Pero, más allá de que mi artículo no contuviese ningún insulto, hemos de señalar que la expresión, si verdaderamente es literaria, no sólo es compatible con el insulto, sino que en determinados géneros lo exige, siempre que sea insulto bellamente aderezado y se ordene hacia un fin legítimo. Y no hay fin más legítimo que la censura jocosa de tipos y costumbres, por acre y mordaz que sea. Para censurar jocosamente tipos y costumbres se creó un género literario ilustre, la sátira, que Roma encumbró hasta altas cotas expresivas con Marcial y Catulo y que en España alcanzó hitos insuperables durante nuestro Siglo de Oro. Así, Lope pudo decirle a Cervantes –por seguir con los remoquetes animales– que era «frisón de su carroza y puerco en pie»; Quevedo pudo llamar a Góngora «perro de los ingenios de Castilla» y untarle sus versos con tocino, para que no los mordiese; y Góngora a ambos los llamó borrachos: «Hoy hacen amistad nueva,/ más por Baco que por Febo,/ don Francisco de Que-Bebo,/ don Félix Lope de Beba». Y como Quevedo llamase bujarrón a Góngora y apuntase que sus «pedos son sirenas», Góngora le pidió los anteojos que siempre llevaba puestos, para prestárselos «un rato a mi ojo ciego/ porque a luz saque ciertos versos flojos». Podríamos invocar aquí mil ejemplos más de feroces insultos literarios, que ahora el académico aponchado pretende que se censuren, condenando la sátira a su extinción. ¡Bonita manera de dar esplendor a la lengua española!

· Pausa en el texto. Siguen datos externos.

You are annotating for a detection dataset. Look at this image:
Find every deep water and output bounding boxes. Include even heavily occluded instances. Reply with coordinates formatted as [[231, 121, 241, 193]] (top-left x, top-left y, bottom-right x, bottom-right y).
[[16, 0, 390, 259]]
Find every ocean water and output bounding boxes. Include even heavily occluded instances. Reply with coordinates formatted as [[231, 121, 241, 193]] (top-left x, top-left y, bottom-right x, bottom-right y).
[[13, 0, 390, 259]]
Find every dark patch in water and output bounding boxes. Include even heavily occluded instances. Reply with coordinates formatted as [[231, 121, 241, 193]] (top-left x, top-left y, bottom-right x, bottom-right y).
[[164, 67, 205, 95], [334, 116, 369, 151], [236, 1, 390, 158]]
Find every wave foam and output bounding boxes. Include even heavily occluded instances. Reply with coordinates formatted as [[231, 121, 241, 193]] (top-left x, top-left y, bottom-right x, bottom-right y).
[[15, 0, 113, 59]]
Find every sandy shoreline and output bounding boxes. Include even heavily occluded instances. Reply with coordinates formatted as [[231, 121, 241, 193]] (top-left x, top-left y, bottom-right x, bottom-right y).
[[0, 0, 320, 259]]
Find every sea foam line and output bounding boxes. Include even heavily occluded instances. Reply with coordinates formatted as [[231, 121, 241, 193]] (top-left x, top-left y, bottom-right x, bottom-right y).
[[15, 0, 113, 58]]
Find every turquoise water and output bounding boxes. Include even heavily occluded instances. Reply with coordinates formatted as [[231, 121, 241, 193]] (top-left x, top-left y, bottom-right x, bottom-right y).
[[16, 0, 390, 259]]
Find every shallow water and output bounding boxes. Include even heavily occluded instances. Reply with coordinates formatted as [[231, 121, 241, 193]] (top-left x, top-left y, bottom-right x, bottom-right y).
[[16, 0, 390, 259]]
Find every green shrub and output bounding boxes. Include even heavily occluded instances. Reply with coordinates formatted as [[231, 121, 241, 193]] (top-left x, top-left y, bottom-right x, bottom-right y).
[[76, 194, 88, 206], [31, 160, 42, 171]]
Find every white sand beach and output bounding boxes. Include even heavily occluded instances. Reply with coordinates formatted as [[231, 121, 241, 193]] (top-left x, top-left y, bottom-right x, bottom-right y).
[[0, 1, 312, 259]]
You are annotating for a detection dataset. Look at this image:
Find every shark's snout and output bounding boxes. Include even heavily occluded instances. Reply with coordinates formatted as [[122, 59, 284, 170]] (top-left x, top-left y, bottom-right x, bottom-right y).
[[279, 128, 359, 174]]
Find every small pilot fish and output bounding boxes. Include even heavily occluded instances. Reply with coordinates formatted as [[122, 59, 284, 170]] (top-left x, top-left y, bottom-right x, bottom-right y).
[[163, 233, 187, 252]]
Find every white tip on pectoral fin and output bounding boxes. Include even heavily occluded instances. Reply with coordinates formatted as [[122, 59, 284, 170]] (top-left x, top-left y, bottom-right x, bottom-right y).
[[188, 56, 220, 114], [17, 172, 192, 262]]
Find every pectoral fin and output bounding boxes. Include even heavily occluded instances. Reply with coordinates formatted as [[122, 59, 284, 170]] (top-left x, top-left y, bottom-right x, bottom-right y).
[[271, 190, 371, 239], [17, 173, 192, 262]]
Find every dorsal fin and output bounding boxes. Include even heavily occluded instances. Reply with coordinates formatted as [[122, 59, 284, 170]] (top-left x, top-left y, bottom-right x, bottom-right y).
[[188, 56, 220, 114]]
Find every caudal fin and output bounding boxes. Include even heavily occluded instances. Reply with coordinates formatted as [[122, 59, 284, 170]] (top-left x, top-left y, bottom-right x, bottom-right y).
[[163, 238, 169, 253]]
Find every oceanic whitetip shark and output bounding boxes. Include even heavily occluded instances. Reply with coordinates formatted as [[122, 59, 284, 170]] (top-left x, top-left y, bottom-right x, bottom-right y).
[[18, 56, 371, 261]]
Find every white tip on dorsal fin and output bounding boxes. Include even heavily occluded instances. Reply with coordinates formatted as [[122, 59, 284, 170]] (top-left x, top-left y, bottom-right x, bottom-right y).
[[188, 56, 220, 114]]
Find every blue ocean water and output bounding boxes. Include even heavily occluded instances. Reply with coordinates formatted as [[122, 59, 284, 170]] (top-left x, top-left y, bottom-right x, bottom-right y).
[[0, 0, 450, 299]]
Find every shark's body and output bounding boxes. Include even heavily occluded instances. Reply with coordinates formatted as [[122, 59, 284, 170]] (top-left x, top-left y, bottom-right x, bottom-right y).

Yo soy de los que piensan, con Freud, que el primer hombre que insultó con ingenio a su enemigo en vez de tirarle una piedra fue el fundador de la civilización. Insultar, nos recordaba Borges, también puede ser un arte; pero para insultar con arte hay que ser de ingenio afilado, hay que dominar la preceptiva literaria, hay que tener mano izquierda y colmillo retorcido. En cambio, esas personas que, ante el insulto literario, empiezan a hacerse los ofendiditos me parece que anhelan el fin de la civilización. Detrás de este victimismo encontramos siempre una apabullante mediocridad, que es la que prueba nuestro académico en un pasaje especialmente fofo y bobalicón de su carta, donde –sin reparar en el sentido oculto de mis palabras– trata de señalarme como misógino: «La RAE lleva tiempo, ahí están los números –se pavonea ridículamente en su ponchera–, esforzándose por subsanar esa lacra histórica que es la ausencia de mujeres. Pues bien, ahora el señor De Prada, además de calificar a los hombres de ‘bueyes’, alude a ‘alguna vaca vieja de añadidura’». No cae en la cuenta mi detractor –¡alma de cántaro!– que cuando utilizo la expresión «vacas viejas», subrayada por la posterior «viejas de ambos sexos», no me refiero a mujeres, sino que lo hago en el mismo sentido velado en que Quevedo emplea «mula de alquileres» para referirse a cierto mozo italiano a quien dedica un muy sentido epitafio.

A la postre, se demuestra que el académico no entiende el insulto artístico; y como no lo entiende necesita censurarlo, castigarlo, demonizarlo. Lo despediremos con aquel verso demoledor de Lope: «Hablaste, buey, pero dijiste mu».